Pfarrerin Dagmar Tietsch-Lipski war seit Oktober 1986 in der Johanniskirchengemeinde, heute Lukaskirchengemeinde, tätig. Gleichzeitig wirkte sie langjährig im Leitungsteam des Kirchenkreises An der Ruhr mit: seit 1999 als Skriba und seit 2005 als Assessorin (zweite bzw. erste Stellvertreterin des Superintendenten).
„Bei meiner Verabschiedung habe ich viele gute Wünsche zu meinem ,wohlverdienten‘ Ruhestand gehört“, sagt die Theologin. „Dabei ist Verdienst gar nicht der springende Punkt. Ich blicke vielmehr mit Dankbarkeit auf meine Zeit als Pfarrerin zurück. Ich fühle mich durch viele Erfahrungen beschenkt.“ Im Mittelpunkt ihrer Predigt zum Abschied standen Teile des Galaterbriefs, unter anderem mit dem bekannten Vers „Einer trage des Anderen Last“. Dagmar Tietsch-Lipski: „Anzupacken, dort, wo es nötig ist, und sich auch einmal tragen lassen zu können, das ist mir wichtig.“
Prägend für die Gemeindearbeit zuerst in Johannis und nach der Fusion dann in der Lukaskirchengemeinde waren vor allen die vielen Begegnungen und Gespräche mit Menschen, oft auch die Begleitung beim Abschiednehmen. – Und das wird auch im Ruhestand nicht aufhören, meint Dagmar Tietsch-Lipski. „Pfarrerin ist man halt und bleibt es auch“. Ganz kurzfristig freut sie sich über neue Freiheit im Terminkalender, um „einfach länger mit der Zeitung am Tisch sitzen zu bleiben, oder auch spontan joggen zu gehen, wenn mir danach ist, das ist toll“.
Freiheit, auch von Leitungsausgaben, das genießt die Neu-Ruheständlerin jetzt. Im Kirchenkreis hatte sie sich ausdauernd für eine Neukonzeptionierung eingesetzt und eine entsprechende Steuerungsgruppe geleitet. 2014 hat die Gruppe das Konzept „Evangelisch An der Ruhr“ vorgelegt, das die gemeinde- und einrichtungsübergreifende Zusammenarbeit in den Fokus rückte.

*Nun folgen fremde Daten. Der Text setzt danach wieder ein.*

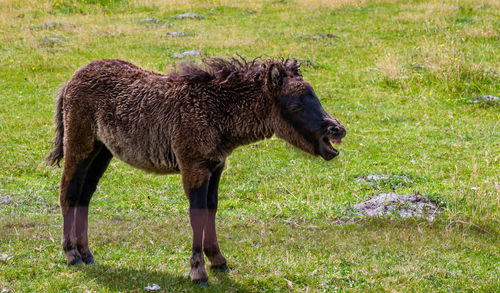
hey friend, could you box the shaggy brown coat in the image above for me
[47,57,346,284]
[49,58,314,172]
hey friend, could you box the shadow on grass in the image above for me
[78,263,249,292]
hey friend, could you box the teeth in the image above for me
[322,137,340,152]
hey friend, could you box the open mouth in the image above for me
[318,136,342,160]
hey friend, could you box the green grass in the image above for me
[0,0,499,291]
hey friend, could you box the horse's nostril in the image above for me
[328,125,345,135]
[328,125,346,138]
[338,128,346,138]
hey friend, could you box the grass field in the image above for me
[0,0,499,291]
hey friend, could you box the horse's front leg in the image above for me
[203,164,228,272]
[182,166,211,284]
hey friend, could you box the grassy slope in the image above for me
[0,0,499,291]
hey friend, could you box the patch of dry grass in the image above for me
[394,10,434,22]
[376,53,406,81]
[465,24,499,39]
[294,0,368,8]
[136,0,374,10]
[135,0,265,10]
[415,1,459,13]
[374,36,498,92]
[414,39,497,87]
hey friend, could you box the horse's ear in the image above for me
[265,63,285,97]
[286,59,301,76]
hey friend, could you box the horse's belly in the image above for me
[97,129,179,174]
[113,149,179,174]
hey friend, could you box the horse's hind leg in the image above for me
[60,128,101,265]
[75,145,113,264]
[203,163,228,272]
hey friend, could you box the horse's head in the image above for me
[265,60,346,160]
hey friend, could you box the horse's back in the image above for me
[62,59,181,174]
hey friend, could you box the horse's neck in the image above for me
[223,91,275,147]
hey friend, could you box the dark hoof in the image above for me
[193,280,209,287]
[83,255,95,264]
[70,258,84,265]
[210,263,229,273]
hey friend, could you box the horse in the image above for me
[47,57,346,284]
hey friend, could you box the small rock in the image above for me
[295,58,319,67]
[173,50,202,59]
[352,193,441,220]
[0,195,12,205]
[356,174,412,182]
[165,31,187,37]
[43,22,73,29]
[355,174,391,182]
[31,22,73,30]
[174,12,204,19]
[144,283,161,291]
[43,22,66,29]
[0,253,11,262]
[44,22,62,29]
[138,18,160,23]
[40,36,63,47]
[474,4,488,9]
[313,33,337,39]
[41,36,63,42]
[469,95,499,104]
[366,174,391,181]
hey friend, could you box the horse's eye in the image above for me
[287,103,303,112]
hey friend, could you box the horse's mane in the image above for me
[169,56,302,84]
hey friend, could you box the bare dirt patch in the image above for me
[470,95,500,104]
[137,18,161,23]
[335,193,442,224]
[165,31,188,37]
[174,13,204,19]
[351,193,441,221]
[173,50,202,58]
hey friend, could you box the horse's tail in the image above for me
[46,83,66,167]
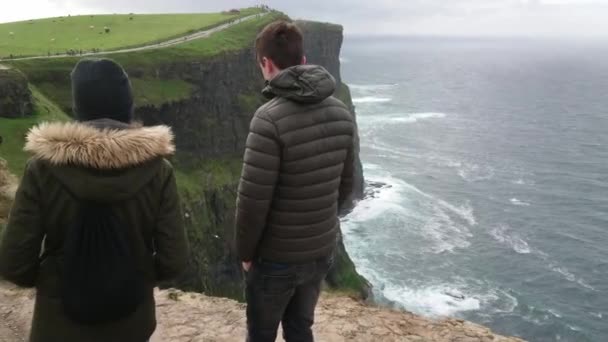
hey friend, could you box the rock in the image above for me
[0,282,526,342]
[0,69,33,118]
[0,158,18,226]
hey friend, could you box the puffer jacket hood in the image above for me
[262,65,336,104]
[24,119,175,202]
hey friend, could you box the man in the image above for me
[236,21,356,342]
[0,58,188,342]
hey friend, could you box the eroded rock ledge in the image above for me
[0,282,524,342]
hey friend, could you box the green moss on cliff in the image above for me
[334,82,351,104]
[131,78,196,107]
[0,86,69,175]
[238,94,265,114]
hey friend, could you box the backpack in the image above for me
[61,200,146,325]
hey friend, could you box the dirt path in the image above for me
[0,12,269,62]
[0,284,31,342]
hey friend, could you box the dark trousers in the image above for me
[245,256,333,342]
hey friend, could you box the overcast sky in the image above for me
[2,0,608,37]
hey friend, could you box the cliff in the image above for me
[0,68,33,118]
[3,14,370,300]
[0,281,525,342]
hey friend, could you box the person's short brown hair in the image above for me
[255,21,304,69]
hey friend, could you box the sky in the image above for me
[1,0,608,37]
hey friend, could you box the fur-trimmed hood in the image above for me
[25,120,175,169]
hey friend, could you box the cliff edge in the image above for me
[0,282,524,342]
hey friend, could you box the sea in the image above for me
[339,36,608,342]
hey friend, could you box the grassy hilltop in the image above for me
[0,8,261,57]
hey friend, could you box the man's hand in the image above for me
[242,261,252,272]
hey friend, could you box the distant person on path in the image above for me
[0,58,188,342]
[235,21,356,342]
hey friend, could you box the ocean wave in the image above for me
[399,182,477,226]
[383,284,481,317]
[534,251,596,291]
[425,155,495,183]
[352,96,392,104]
[548,263,596,291]
[590,312,603,319]
[342,169,477,257]
[389,112,447,124]
[510,198,531,206]
[424,205,472,254]
[362,112,447,125]
[490,224,531,254]
[349,83,397,91]
[457,163,495,183]
[512,178,527,185]
[342,175,406,225]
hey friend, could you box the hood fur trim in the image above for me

Als Frau in Leitungsfunktionen tätig zu werden, war für Pfarrerin Tietsch-Lipski selbstverständlich – für ihr Umfeld nicht immer. „Im Kreissynodalvorstand des Kirchenkreises waren zu Beginn die männlichen Vertreter in der absoluten Überzahl“, erinnert sie sich. Und auch in der Gemeinde gab es, gerade in den ersten Amtsjahren, Gemeindemitglieder und Presbyter für die die junge Pfarrerin das „Mädchen“ war – das man dann auch so angesprochen hat.
Das hinderte Dagmar Tietsch-Lipski nicht daran, sich für die Dinge einzusetzen, die ihr wichtig sind und bleiben. Fairer Handel und Nachhaltigkeit sind solche Themen. In zwei Arbeitsgemeinschaften der Gemeinde wird sie sich auch im Ruhestand weiter engagieren. „Vielleicht können wir uns ja bald als faire Gemeinde zertifizieren lassen“, blickt sie voraus.
„Ihrer“ Kirche wünscht sie, dass sie sich weiter für Neues öffnet. „Wir brauchen eine positive Kultur des Ausprobierens. Dabei darf man auch ruhig einmal mit Versuchen scheitern.“ Dabei ist Pfarrerin Tietsch-Lipski überzeugt, dass in der Veränderung Chancen liegen: „Wenn man die Bibel ernst nimmt, dann sehen wir uns doch als wanderndes Gottesvolk – da wird immer etwas Neues passieren.“ Als Pfarrerin und auch in ihrem Abschiedsgottesdienst hat Dagmar Tietsch-Lipski Menschen ermutigt, dabei mitzumachen. Nicht zuletzt deshalb gab es für alle Gottesdienstbesucher*innen Grußkarten mit einer aufgedruckten Botschaft von Gott: „Du gehörst zu meinem Team“. „Und in diesem Team bleibe ich auch“, da ist sich Dagmar Tietsch-Lipski sicher.